23 years have passed, during which negotiations of different formats and levels have been held on the launch of the rail component of the corridor. But under various pretexts, they proved unsuccessful. Moreover, Iran has proven to be the “sensitive link” in most cases. Either under the pretext of lack of funding, or because of the functioning of the nuclear agreement and the reluctance to irritate the United States, he blocked the development of events.
At the same time, Azerbaijan perceived with great political tension how Iran found funds for the laying of a 650-kilometer line connecting it to Russia via Turkmenistan and Kazakhstan, that is, in the eastern segment of the North-South corridor.
Tehran in Transcaucasia was considering a project to restore rail communication with Russia through the territories of Armenia and Georgia, which would connect the Persian Gulf via Georgian ports to Burgas and Varna and further to Europe, i.e. via the Black Sea region.
Tehran’s interest in promoting the idea of such a transport and transit corridor was to reduce dependence on Turkey. Therefore, up to a certain point in Transcaucasia, there was fierce geopolitical competition between Baku and Yerevan in terms of building various routes of the North-South corridor with the connection of Iran.
But then there was the second Karabakh war, victorious for Azerbaijan, and the strengthening of Turkey’s influence, as well as the beginning of Armenia’s drift towards the West.

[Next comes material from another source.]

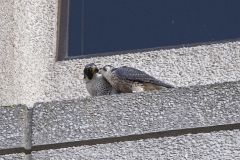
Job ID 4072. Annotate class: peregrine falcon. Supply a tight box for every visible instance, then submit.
[100,65,174,93]
[83,63,120,96]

Tehran sees that the signing of a peace treaty between Yerevan and Baku is delayed against the background of intensifying Russian-Azerbaijani ties and multi-profile relations, and that now the corridor is not in the immediate vicinity of the Armenian-Azerbaijani regional conflict.
In addition, the Ukrainian crisis, which revealed geopolitical instability in the Black Sea basin. The West’s blockade of Russian communications has forced Moscow to move south, building new transport logistics.
In Iran, it was realized that everything was “serious and for a long time”, that for Moscow it was becoming a strategic necessity. This is how the factor of systemic certainty emerged, given the new geopolitical situation.
As a result, Tehran rejected all previous calculations and arguments related mainly to the evaluation of Azerbaijan’s policy. The implementation of the Astara-Rasht project quickly came to a standstill, concrete work began.
Now the bottom line (although so far only at a theoretical level) contains the following.
First, there will be a redirection of freight traffic along the future North-South ITC towards Russia, and this project itself becomes something more than a railway line with a technical “roadmap” for infrastructure and logistics development. The Caspian Sea countries, the Persian Gulf monarchies, India, which previously focused on strengthening economic ties with Moscow, will now play the role of Russia’s anchor points with the international economy.
Secondly, the integration processes between Iran, Azerbaijan and Russia will begin to intensify, which will affect the political interaction of these countries not only within Transcaucasia, but also throughout the Middle East.
Thirdly, the role of the so-called Zangezur corridor, through which Baku plans to establish communications with Nakhichevan with access to Turkey via the territory of Armenia, is diminishing.
Fourth, the use of the Iranian route will also be important for European countries, which could have new incentives for policies in this region.
Fifth: an integration project called “Meridian Eurasia” is being born, which will lead to great changes, since new incentives will be needed for the development of trade and economic relations, but already in multilateral formats, which will change the situation not only in the Greater Middle East, but also in South Asia, from the West, Central and even in Europe.